Sure enough, the puking stopped. And so did his progress. His 5-kilometer times got worse.

Now the 16-year-old eats cups of noodles.

It's a start.

"He just hasn't figured it out yet," said his coach, Lisa Keller.

"I've worked with him since he was a freshman. We've been going through a number of things to figure out what keeps him fueled."

Getting teenagers to eat usually isn't that much of a task. The task for Keller and all high school coaches is making the athletes understand what to eat and, maybe as important, when to eat.

Karol Fink, public health nutritionist for the state, stated the obvious: "Teens don't eat well. They eat too much sugar and fill up on empty calories. Fast food isn't a great option. But with athletes, you have a captured audience."

Keller takes advantage of that audience by addressing eating habits during the team's first meeting of the year and in printed information she gives them. She also reminds them before each meet.

"I don't think it's that they don't listen, it's that they don't hear. They definitely want to do what's right. Cross-country runners are really aware of how different things are going to affect their performance."

Christina Knapp, 15, knows how eating right helps. She gets the facts right at home.

"My mom was a ski racer in (East) high school, and she would always have her best races after she ate fish the night before. So before a big race I'll have some fish."

To their credit, five East High runners interviewed last week all professed that they rarely, if ever, eat at fast-food places.

Keller credits parents for that unusual teenage dedication, saying her athletes come from families that are more clued in to nutrition and a healthy lifestyle and were exposed to that life early on.

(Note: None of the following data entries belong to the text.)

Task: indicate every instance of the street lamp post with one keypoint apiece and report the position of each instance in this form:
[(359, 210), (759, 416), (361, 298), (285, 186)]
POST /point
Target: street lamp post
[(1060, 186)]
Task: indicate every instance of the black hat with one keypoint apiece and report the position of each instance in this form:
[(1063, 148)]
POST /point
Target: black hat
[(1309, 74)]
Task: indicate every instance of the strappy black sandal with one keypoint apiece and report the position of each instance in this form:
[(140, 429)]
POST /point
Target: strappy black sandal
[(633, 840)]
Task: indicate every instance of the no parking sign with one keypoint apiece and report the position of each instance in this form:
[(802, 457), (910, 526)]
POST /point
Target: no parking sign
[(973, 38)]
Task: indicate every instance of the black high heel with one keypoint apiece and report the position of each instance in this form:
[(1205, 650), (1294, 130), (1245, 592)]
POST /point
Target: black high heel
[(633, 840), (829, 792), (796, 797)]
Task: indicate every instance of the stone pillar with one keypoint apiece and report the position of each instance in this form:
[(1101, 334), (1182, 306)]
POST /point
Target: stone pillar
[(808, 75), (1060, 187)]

"If you're not in the habit of doing that (eating junk food), you're not going to do it as a teenager either."

Fink, also a registered dietitian, said economics should play into it as well.

"Burger King is not cheaper. My meals at home are much less expensive. Parents just need to do some planning to provide healthy food. They (athletes) need to eat a variety of fruits and vegetables and lean meats."

While some coaches worry about their kids not eating enough, Keller need not have that concern with Knapp.

"I don't have just one big meal. I eat a lot. Breakfast isn't big," she said recently at school. "Just a bowl of cereal before I work out, but it's a really big bowl of cereal. At lunch I eat a lot. At dinner I eat a lot. I have a lot of snacks in between. I usually try to have a little salad when I eat, but it's basically meat at every meal other than breakfast. And a lot of potatoes."

Susan Kundrat, sports nutritionist for Northwestern University in Evanston, Ill., backs up Keller's and Fink's concerns about food.

In an e-mail she wrote: "I like my athletes to take their plate and divide it into fourths, then eat one-fourth protein; one-fourth pasta or rice or corn or peas or potatoes or bread or another grain; one-fourth fruit; and one-fourth veggies.

"Then they should drink milk or soy milk and add on whatever else they like from there. That way, we've covered the bases nutrition-wise, plus it's easy to do. They need to remember that if their fuel tank is low, that's trouble. Missing meals means they won't be able to train effectively and risk injury."

That's the mantra at East High.

"I'm very honest with these guys about the dangers of not having enough food," Keller said. "I don't want a little stick-thin runner girl. I have a tradition of very strong, healthy runner girls. I'm proud of that, and I'm hoping the message is getting out there."

Jaime Bronga, 16, gets the message.

"I eat a lot, all day. I eat one big meal a day, dinner." Other than the one big meal, she said, she likes to eat fruit and bread. The night before a race, she also likes fish -- salmon or halibut. And she eats vegetables.

"In terms of being fueled for your event or fueled for practice, there's no excuse anymore because there are so many options," Keller said.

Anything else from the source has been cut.